D-Index & Metrics Best Publications

D-Index & Metrics

Discipline name D-index D-index (Discipline H-index) only includes papers and citation values for an examined discipline in contrast to General H-index which accounts for publications across all disciplines. Citations Publications World Ranking National Ranking
Genetics and Molecular Biology D-index 108 Citations 56,888 361 World Ranking 319 National Ranking 6

Overview

What is he best known for?

The fields of study he is best known for:

  • Gene
  • DNA
  • Enzyme

David A. Hume focuses on Immunology, Genetics, Cell biology, Macrophage and Mononuclear phagocyte system. The concepts of his Immunology study are interwoven with issues in Colony-stimulating factor and Receptor. His study in Gene, Genome, Regulation of gene expression, Promoter and Transcription is carried out as part of his Genetics studies.

His research in Regulation of gene expression intersects with topics in Transcription factor, Gene expression, Transcriptional regulation and RNA interference. His Cell biology research is multidisciplinary, relying on both Tumor necrosis factor alpha, Innate immune system, Cellular differentiation and Osteoblast.

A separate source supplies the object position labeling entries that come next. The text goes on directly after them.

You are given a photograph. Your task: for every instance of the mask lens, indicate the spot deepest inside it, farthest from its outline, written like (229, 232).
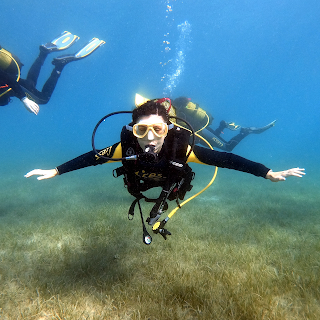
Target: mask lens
(141, 129)
(159, 129)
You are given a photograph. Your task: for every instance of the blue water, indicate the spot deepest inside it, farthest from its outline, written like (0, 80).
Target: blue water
(245, 61)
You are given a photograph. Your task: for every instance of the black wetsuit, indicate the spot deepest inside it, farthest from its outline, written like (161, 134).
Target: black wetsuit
(27, 87)
(199, 155)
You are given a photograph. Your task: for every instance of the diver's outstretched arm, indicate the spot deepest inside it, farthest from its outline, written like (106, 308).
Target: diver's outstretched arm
(281, 175)
(44, 174)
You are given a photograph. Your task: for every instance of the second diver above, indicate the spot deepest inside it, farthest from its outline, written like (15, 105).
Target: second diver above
(12, 85)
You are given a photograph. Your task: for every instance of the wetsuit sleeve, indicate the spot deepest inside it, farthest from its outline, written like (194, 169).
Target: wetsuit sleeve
(12, 83)
(91, 159)
(227, 160)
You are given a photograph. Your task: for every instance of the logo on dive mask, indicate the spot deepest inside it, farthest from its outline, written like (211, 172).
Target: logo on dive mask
(149, 155)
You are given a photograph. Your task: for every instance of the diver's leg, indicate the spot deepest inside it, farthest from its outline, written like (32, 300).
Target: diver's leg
(215, 140)
(34, 71)
(93, 44)
(244, 132)
(50, 84)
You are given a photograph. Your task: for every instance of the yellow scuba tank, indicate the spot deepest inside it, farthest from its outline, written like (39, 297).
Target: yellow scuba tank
(10, 64)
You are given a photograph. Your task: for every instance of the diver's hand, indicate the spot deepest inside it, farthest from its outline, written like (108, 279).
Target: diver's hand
(44, 174)
(281, 175)
(30, 105)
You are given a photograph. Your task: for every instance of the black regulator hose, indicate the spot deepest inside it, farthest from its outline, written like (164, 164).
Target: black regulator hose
(94, 135)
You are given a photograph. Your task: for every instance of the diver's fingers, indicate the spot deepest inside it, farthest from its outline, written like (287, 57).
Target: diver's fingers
(44, 174)
(297, 172)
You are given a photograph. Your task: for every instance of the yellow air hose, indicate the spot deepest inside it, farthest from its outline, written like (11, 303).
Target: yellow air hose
(157, 224)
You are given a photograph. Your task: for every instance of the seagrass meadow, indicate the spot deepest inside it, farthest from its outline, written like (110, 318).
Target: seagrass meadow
(244, 249)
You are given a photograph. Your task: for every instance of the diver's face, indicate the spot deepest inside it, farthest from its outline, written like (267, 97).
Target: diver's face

A large part of his Macrophage studies is devoted to Macrophage colony-stimulating factor.

His most cited work include:

  • Interferon-γ: an overview of signals, mechanisms and functions (2889 citations)
  • The Transcriptional Landscape of the Mammalian Genome (2876 citations)
  • Fate Mapping Reveals Origins and Dynamics of Monocytes and Tissue Macrophages under Homeostasis (1627 citations)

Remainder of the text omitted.